CONVIVENZE DI FATTO, DIECI ANNI DELLA LEGGE CIRINNÀ: “Diritti fondamentali e strumenti di tutela patrimoniale”

ilVicinato@ - Fonte notizia dal web - «La Legge Cirinnà (L. 20 maggio 2016, n. 76) disciplina le convivenze di fatto, riconoscendo diritti e doveri ai conviventi maggiorenni, sia di sesso diverso che dello stesso sesso, che vivono stabilmente insieme. Una convivenza di fatto è costituita da due persone maggiorenni, unite stabilmente da legami affettivi e di reciproca assistenza morale e materiale, che coabitano nella stessa abitazione e non siano legate da matrimonio, unione civile o parentela diretta. La legge tutela la convivenza come formazione sociale, senza modificare lo stato civile dei conviventi. La convivenza può essere ufficializzata tramite dichiarazione all’anagrafe del Comune di residenza. I conviventi compilano un modulo ministeriale, firmato da entrambi e corredato da documenti di identità, dichiarando la volontà di costituire la convivenza di fatto. Il Comune rilascia un certificato di convivenza di fatto, che ha valore legale e consente di accedere ai diritti previsti dalla legge. La registrazione non è obbligatoria: anche senza formalizzazione, la coppia esiste di fatto, ma non gode dei diritti specifici dei conviventi registrati.
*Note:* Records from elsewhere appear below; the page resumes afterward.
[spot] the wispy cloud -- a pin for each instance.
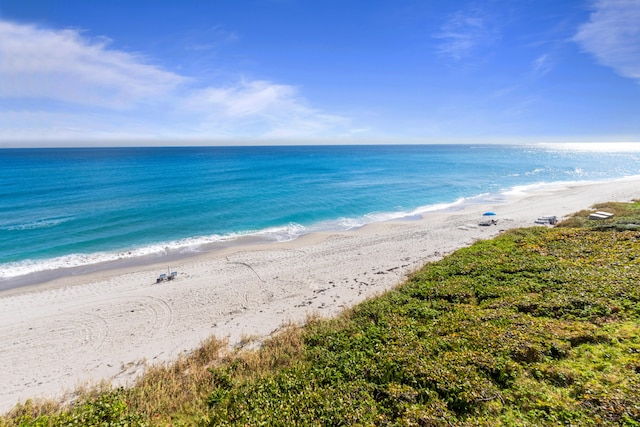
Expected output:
(261, 107)
(612, 35)
(465, 32)
(61, 83)
(64, 66)
(541, 65)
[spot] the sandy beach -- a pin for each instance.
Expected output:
(111, 324)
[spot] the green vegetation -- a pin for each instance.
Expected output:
(535, 327)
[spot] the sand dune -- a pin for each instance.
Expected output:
(109, 325)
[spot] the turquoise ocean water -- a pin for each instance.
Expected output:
(83, 207)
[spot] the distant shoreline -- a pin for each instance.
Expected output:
(110, 324)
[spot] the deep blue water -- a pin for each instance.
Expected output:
(70, 207)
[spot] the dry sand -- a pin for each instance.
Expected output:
(109, 325)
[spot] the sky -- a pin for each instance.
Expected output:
(162, 72)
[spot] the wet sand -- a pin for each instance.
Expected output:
(110, 324)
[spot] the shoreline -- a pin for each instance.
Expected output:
(177, 252)
(110, 324)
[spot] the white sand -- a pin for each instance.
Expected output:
(108, 325)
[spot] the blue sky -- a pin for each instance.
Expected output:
(302, 71)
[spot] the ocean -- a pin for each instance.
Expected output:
(76, 209)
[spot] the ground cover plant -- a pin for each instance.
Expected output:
(536, 327)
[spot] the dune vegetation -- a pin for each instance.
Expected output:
(539, 326)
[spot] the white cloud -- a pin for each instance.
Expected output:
(261, 107)
(541, 65)
(463, 33)
(58, 84)
(612, 35)
(62, 66)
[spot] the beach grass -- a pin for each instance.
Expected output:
(538, 326)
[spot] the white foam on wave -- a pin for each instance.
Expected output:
(39, 223)
(600, 147)
(190, 245)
I conviventi di fatto registrati hanno diritto a: visita e assistenza in caso di malattia; accesso alle informazioni personali del partner; nomina del partner come proprio rappresentante; diritto di continuare a vivere nella casa comune dopo il decesso del convivente proprietario, nei limiti previsti dalla legge. Non è previsto, invece, il diritto alla pensione di reversibilità del partner deceduto, salvo futuri interventi legislativi. Il contratto di convivenza, introdotto dalla stessa legge, permette di disciplinare i rapporti patrimoniali tra i conviventi, come: regime dei beni (comunione o separazione); proprietà dei beni acquistati durante la convivenza; eventuale mantenimento in caso di cessazione del rapporto; il contratto deve essere redatto per iscritto, tramite atto pubblico o scrittura privata autenticata, con l’assistenza di un notaio o avvocato».